Since the last time I shared this, I've had an occupational hazard of always wanting to disassemble it to see how it's implemented, so here's today's post.browser-use The Agent's four modules - Memory, Planning, Tools, and Action - in the first diagram above are completed with a single prompt, which is found in the source file prompts.py, line 130.

Although the prompts are a bit long, don't worry, you'll find it so clear and easy to follow the four modules above after breaking them down.

The prompt above defines the four modules, so let's talk about them one by one.

Memory - Record the tasks that have been completed and those that are to be performed next.

"memory": "Description of what has been done and what you need to remember until the end of the task",

I've documented the execution of the 'open blog' case above, and you can see Memory's actual chestnut

'memory': "Baidu is open, ready to search for '渡码'."

Planning)- Determine whether the previous execution was successful or not based on the current page (web page) and generate the tasks that should be executed next.

"evaluation_previous_goal": "Success|Failed|Unknown - Analyze the current elements and the image to check if the previous goals/actions are successful like intended by the task. Ignore the action result. The website is the ground truth. Also mention if something unexpected happened like new suggestions in an input field. Shortly state why/why not","next_goal": "What needs to be done with the next actions"

There are two parts here, the first step is evaluation_previous_goal which determines if the previous task was successful or not, what was the previous task can be found in thememorizationThis explains why Memory has a dotted line pointing to Planning in the first figure.

The previous task status determines the planning of the next task, retrying if the previous task fails and planning a new task if it succeeds.
Actual chestnuts:

'evaluation_previous_goal': 'Success - Baidu was successfully opened in a new tab.',

'next_goal': "Input '渡码' into the search box and submit the search."

Tools- browser-use defines 15 tools that can be used to manipulate the pages.

Definitions of the tools are placed in the cue word for large model selection. Each tool has a corresponding code for accomplishing a specific task.

Action- Generating a series of specific actions based on Planning is a direct chestnut:

'action': [{'input_text': {'index': 12, 'text': '渡码'}}, {'click_element': {'index': 13}}]

In this example, there are two actions; the first step is to enter 'ferry code' where the page element labeled 12 is located (the search box); the second step is to click where the page element labeled 13 is located (the search button) to complete the search.

Just coincidentally, all actions in browser-use are done with Tools.

Some of you may be wondering where these markers come from.

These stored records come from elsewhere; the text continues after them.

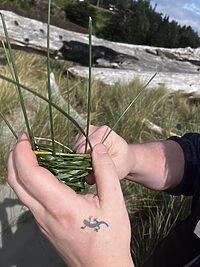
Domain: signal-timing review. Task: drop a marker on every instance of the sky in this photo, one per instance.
(185, 12)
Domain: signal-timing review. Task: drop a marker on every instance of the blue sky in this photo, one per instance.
(186, 12)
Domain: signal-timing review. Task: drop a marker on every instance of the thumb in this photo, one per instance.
(107, 180)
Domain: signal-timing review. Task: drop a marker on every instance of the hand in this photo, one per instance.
(87, 230)
(118, 149)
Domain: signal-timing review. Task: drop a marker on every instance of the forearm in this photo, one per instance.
(157, 165)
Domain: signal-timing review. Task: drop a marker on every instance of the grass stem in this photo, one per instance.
(89, 82)
(9, 125)
(53, 105)
(128, 107)
(17, 84)
(48, 77)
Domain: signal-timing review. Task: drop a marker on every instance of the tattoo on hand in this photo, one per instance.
(93, 223)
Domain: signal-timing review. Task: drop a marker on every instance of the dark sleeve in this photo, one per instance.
(190, 143)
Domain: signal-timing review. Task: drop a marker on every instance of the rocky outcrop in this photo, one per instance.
(177, 68)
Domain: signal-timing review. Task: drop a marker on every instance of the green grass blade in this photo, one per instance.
(9, 125)
(128, 107)
(89, 82)
(8, 59)
(48, 78)
(17, 83)
(68, 109)
(53, 105)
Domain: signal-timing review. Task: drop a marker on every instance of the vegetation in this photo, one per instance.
(152, 214)
(138, 23)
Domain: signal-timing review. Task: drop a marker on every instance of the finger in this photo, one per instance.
(38, 181)
(22, 194)
(107, 180)
(90, 179)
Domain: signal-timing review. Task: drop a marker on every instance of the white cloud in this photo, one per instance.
(192, 7)
(185, 12)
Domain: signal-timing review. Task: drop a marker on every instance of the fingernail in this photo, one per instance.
(100, 149)
(24, 136)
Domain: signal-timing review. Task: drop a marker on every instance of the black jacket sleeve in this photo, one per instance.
(190, 143)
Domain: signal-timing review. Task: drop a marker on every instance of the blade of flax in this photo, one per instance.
(128, 107)
(48, 78)
(68, 109)
(89, 82)
(17, 84)
(52, 103)
(9, 125)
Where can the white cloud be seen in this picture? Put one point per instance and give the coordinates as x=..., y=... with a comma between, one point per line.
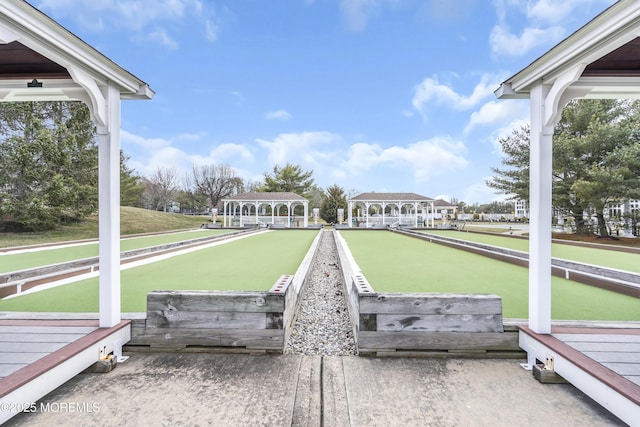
x=431, y=92
x=497, y=112
x=137, y=15
x=505, y=43
x=224, y=153
x=277, y=115
x=144, y=143
x=558, y=11
x=306, y=148
x=480, y=193
x=424, y=159
x=211, y=30
x=356, y=13
x=161, y=37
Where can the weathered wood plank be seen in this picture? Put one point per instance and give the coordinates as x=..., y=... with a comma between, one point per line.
x=42, y=337
x=600, y=338
x=32, y=347
x=251, y=302
x=176, y=319
x=624, y=369
x=386, y=340
x=20, y=357
x=440, y=323
x=169, y=337
x=430, y=303
x=46, y=329
x=617, y=356
x=596, y=346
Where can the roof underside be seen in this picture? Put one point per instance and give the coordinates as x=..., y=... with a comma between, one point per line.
x=605, y=54
x=19, y=62
x=624, y=61
x=266, y=197
x=390, y=197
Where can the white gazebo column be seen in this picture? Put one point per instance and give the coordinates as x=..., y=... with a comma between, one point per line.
x=350, y=213
x=366, y=213
x=224, y=213
x=273, y=212
x=257, y=204
x=305, y=222
x=540, y=174
x=109, y=210
x=384, y=206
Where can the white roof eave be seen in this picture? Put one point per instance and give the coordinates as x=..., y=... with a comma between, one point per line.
x=611, y=29
x=34, y=29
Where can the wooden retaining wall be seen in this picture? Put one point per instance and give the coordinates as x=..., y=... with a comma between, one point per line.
x=182, y=319
x=424, y=324
x=230, y=320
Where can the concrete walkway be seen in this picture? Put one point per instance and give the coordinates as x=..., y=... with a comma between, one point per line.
x=239, y=390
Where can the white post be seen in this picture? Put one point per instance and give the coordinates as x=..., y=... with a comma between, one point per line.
x=273, y=213
x=305, y=222
x=109, y=211
x=540, y=208
x=224, y=213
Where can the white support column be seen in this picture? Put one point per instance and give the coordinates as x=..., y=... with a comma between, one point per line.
x=257, y=219
x=384, y=206
x=109, y=210
x=273, y=213
x=224, y=213
x=305, y=222
x=350, y=213
x=540, y=175
x=366, y=213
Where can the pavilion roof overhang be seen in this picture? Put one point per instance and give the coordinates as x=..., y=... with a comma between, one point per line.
x=34, y=46
x=600, y=60
x=391, y=197
x=266, y=197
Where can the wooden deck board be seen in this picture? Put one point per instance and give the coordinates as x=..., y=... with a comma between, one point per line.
x=39, y=329
x=39, y=338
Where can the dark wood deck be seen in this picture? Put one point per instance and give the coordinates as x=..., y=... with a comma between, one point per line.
x=37, y=356
x=611, y=356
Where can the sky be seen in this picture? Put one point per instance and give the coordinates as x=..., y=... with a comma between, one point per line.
x=371, y=95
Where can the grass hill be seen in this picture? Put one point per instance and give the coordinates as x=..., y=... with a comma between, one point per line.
x=132, y=221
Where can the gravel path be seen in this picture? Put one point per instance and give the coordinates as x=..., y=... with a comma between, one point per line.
x=322, y=326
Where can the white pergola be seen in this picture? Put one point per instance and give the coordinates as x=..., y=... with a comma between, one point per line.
x=257, y=200
x=409, y=201
x=601, y=61
x=41, y=61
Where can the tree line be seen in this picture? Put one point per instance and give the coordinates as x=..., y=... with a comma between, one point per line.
x=596, y=161
x=49, y=173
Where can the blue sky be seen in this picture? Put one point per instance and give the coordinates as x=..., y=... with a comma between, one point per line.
x=372, y=95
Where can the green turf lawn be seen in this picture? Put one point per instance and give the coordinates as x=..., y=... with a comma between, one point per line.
x=250, y=264
x=25, y=260
x=396, y=263
x=606, y=258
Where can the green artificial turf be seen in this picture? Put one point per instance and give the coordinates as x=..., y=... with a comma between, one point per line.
x=253, y=264
x=606, y=258
x=26, y=260
x=396, y=263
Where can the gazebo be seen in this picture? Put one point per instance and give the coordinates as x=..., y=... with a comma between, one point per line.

browser-use analyzes the HTML code of a page, identifies the components (elements) of the page, and assigns a tag to each component. [转]从零拆解一款火爆的浏览器自动化智能体，4步学会设计自主决策Agent

On this page, you can see the colorful marked boxes and the markers on the boxes, which are recognized by browser-use.

Eventually this information will be converted to '1[:]'<a name="tj_settingicon">set up</a>' Text in this format, appended to the cue word, is fed into the larger model

In this way, the big model knows what the page looks like so it can plan the task.

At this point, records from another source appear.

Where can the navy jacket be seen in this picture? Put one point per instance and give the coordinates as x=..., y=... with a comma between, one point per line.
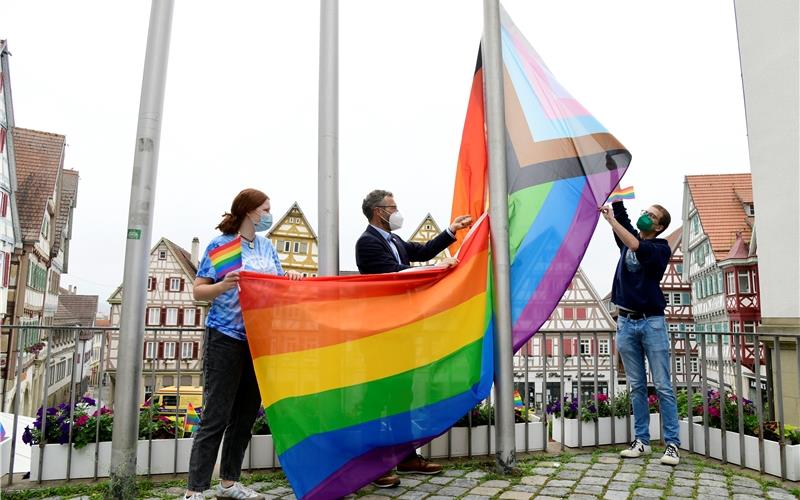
x=375, y=256
x=637, y=281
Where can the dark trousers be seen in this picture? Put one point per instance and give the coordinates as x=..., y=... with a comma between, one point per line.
x=230, y=405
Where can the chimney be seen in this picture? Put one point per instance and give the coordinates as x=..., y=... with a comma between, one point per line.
x=195, y=251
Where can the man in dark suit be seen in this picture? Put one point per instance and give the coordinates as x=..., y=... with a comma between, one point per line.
x=380, y=251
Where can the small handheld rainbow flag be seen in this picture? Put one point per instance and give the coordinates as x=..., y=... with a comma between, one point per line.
x=620, y=194
x=518, y=403
x=227, y=257
x=192, y=421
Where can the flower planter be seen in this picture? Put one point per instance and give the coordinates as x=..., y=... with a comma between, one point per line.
x=772, y=450
x=460, y=445
x=604, y=427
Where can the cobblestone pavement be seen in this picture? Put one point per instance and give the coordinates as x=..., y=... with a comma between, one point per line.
x=580, y=476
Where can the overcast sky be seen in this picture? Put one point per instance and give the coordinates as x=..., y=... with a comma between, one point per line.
x=241, y=105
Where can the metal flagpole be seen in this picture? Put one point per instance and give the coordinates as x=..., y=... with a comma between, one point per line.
x=498, y=213
x=137, y=253
x=328, y=141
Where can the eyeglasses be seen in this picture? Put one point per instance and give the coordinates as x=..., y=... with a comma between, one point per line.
x=653, y=217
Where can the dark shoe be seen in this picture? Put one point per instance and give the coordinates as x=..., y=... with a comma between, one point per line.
x=387, y=481
x=418, y=465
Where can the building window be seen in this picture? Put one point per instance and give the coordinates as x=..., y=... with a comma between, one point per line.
x=187, y=350
x=169, y=350
x=150, y=350
x=744, y=282
x=190, y=317
x=153, y=315
x=172, y=316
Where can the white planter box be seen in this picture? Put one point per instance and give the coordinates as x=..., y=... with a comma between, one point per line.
x=772, y=450
x=604, y=427
x=5, y=455
x=481, y=435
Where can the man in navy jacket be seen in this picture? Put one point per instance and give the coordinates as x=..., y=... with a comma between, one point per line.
x=380, y=251
x=641, y=328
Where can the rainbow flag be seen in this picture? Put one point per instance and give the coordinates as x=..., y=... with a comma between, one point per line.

I think this idea is well worth learning, and it is precisely because of the powerful understanding that big models have that they can replace a complex page with just a few lines of text, greatly simplifying a seemingly complex thing.

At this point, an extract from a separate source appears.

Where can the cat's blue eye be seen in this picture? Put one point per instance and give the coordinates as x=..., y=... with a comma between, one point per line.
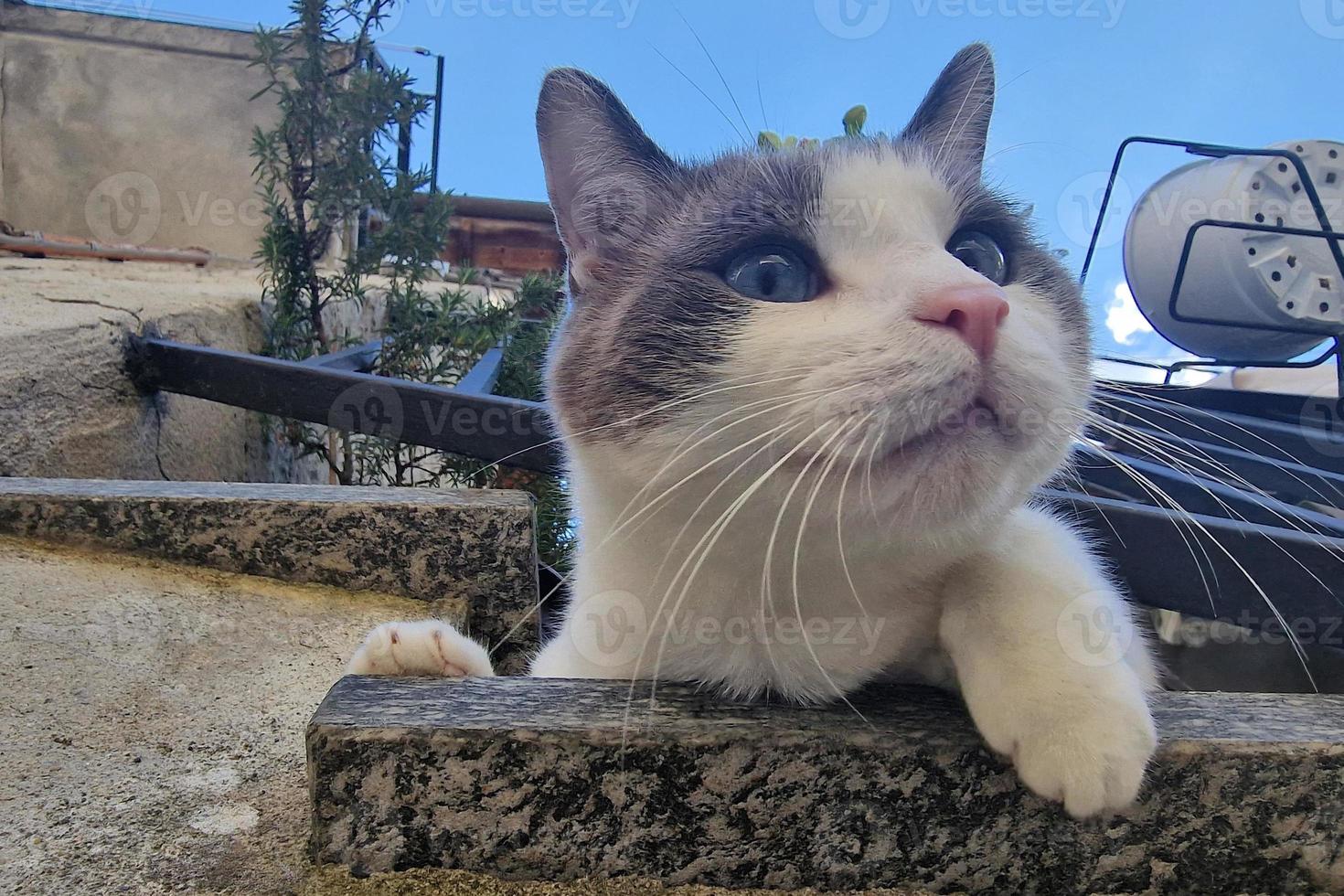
x=772, y=274
x=980, y=252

There are a few other implementation details to learn about browser-use, such as the fact that some Actions may cause the page to change after execution, which will interrupt the task and regenerate a new Action.

Another example is the support for visual macromodeling, where uploading screenshots of the entire webpage allows the macromodel to better understand the page and thus better plan the task. Interested parties can download the source code to continue their research.

Additionally, a new trend in intelligent bodies has been seen recently - active learning. Relying on this capability, Genius intelligences outperformed top human players and other AI models in the classic game Pong using only 101 TP3T of data and 2 hours of training.

I also have a deep understanding of building intelligent bodies at work, because the work is a private scenario, the intelligent body does not understand your business, so it will not be able to give you the right Planning, this time the intelligent body's ability to learn on its own is very necessary.